Ана, или няняшка, как звали ее мы, женщина хоть уже совсем старая, но годам старается не поддаваться, нам иногда даже не верилось, что живет она уже целый век, а может, даже больше века. Потому как несмотря на совершенно седые волосы, морщинистое лицо, хриплый, скрипучий старческий голос и абсолютно беззубый рот, анашка хорошо держится. Сохранилась хоть и медленная, но уверенная походка, да и чувствует она себя довольно хорошо. Всегда приветлива, внимательна и тактична. Были в ней какие-то, необъяснимые теплота, притяжение и удивительные, природные, тонкая интеллигентность и воспитанность. Так же у няняшки была сильно развита внутренняя интуиция, чем она не раз всех нас поражала. Рядом с ней всегда было спокойно и ужасно интересно.

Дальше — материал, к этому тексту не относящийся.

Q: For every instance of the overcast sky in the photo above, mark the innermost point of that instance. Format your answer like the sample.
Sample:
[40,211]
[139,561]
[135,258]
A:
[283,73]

– O, çoxdur, çoxdur (о, много, много), – отвечает она со смешком на мой заданный вопрос. – Я помню царя Николая Второго. Во время его царствования я была совсем молодой, очень красивой девушкой, – смакуя каждое слово, устремив взгляд куда-то в бездонное ночное небо, медленно начинает она свой бесконечный рассказ.
Я, расположившись поудобнее на диване возле няняшки в предвкушении услышать интересную сказку, как в детстве, вот уже в который раз слушаю ее увлекательную историю жизни, закрыв глаза от удовольствия от услышанного, представляю картины давно минувших дней.
Хатун-хала, как ее называли в деревне, была человеком удивительной доброты, отзывчивости, невероятной позитивности, всегда с открытой, располагающей к себе улыбкой на лице. Родилась Хатун в самом конце девятнадцатого века в семье гончара и знаменитой на всю округу ткачихи, мастерицы на все руки. Особенно ее маме удавались ковры, самые разные, большие, маленькие, узкие и широкие. Пушистые, с ярким национальным орнаментом, для стен, и плотные, полосатые – для пола. Все очень красивые, и славились они по всей округе.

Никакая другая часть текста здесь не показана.